Campaign

Fetterman fires back at Tucker Carlson over tattoo insults

Pennsylvania Lt. Gov. John Fetterman, the Democratic nominee for Senate, on Sunday fired back at Fox News host Tucker Carlson over comments mocking his tattoos during a show earlier this month.

“All your stupid little fake tattoos, it’s a costume, of course. Duh, it’s not real,” Carlson said of Fetterman during his show’s opening monologue on Sept. 7, when he portrayed Fetterman as weak on fighting crime.

Fetterman, in an op-ed for NBC News, called the monologue “unhinged” and explained how the nine tattoos on his right forearm indicate the dates when someone died violently in Braddock, Pa., while Fetterman served as mayor.

“Gun violence and violent crime might be a joke to someone like Carlson, but they are very real to people in towns like Braddock,” Fetterman wrote.

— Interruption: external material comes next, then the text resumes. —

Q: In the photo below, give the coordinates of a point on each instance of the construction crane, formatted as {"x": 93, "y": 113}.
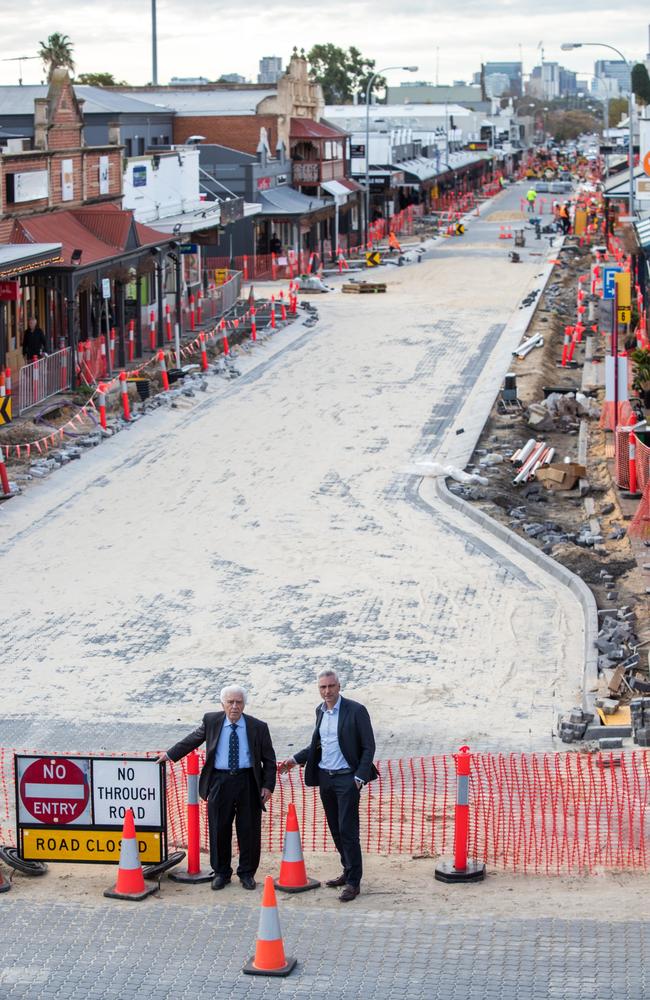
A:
{"x": 20, "y": 60}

“My decision to mark these deaths with tattoos was inspired in part by their permanence — the fact that these people, their stories and my town will be with me forever,” he added.

Fetterman is hoping to flip Pennsylvania’s Senate seat this November as incumbent Sen. Pat Toomey (R) retires. Fetterman faces Republican nominee Mehmet Oz in what is expected to be a close race, although polling generally indicates Fetterman has a slight edge.

In the op-ed, Fetterman detailed some of the victims’ stories represented by his tattoos, including a man who was shot dead while delivering pizzas and a 23-month-old girl who was found dead after her father sexually assaulted her.

Fetterman said gun violence in the town is what drove him to run for mayor. He also tattooed “15104,” Braddock’s ZIP code, on his left arm.

“I get that etching art permanently onto your body isn’t how most politicians would express their connection to their communities,” he wrote. “But I didn’t care about what anyone else thought. It felt right to me.”

Fetterman’s unconventional style goes beyond his tattoos. The Pennsylvania Democrat is also known to wear hoodies and shorts during campaign events, rather than a suit and tie.

Carlson in the Sept. 7 monologue also took aim at the fashion choices.

“By the way, only rich kids wear hoodies to political events,” Carlson said. “‘Oh I’m a working man, I’m wearing a hoodie.’ No working man actually wears a hoodie to a political event.”

The Hill has reached out to a Fox News spokesperson for comment.

Fetterman also took aim at Oz in the article for NBC, saying the celebrity doctor was at the time “peddling miracle cures” and living in a New Jersey mansion, criticisms the Fetterman campaign has frequently lobbed in the general election race.

“I’m the only candidate in this race who has fought violent crime and won,” Fetterman wrote.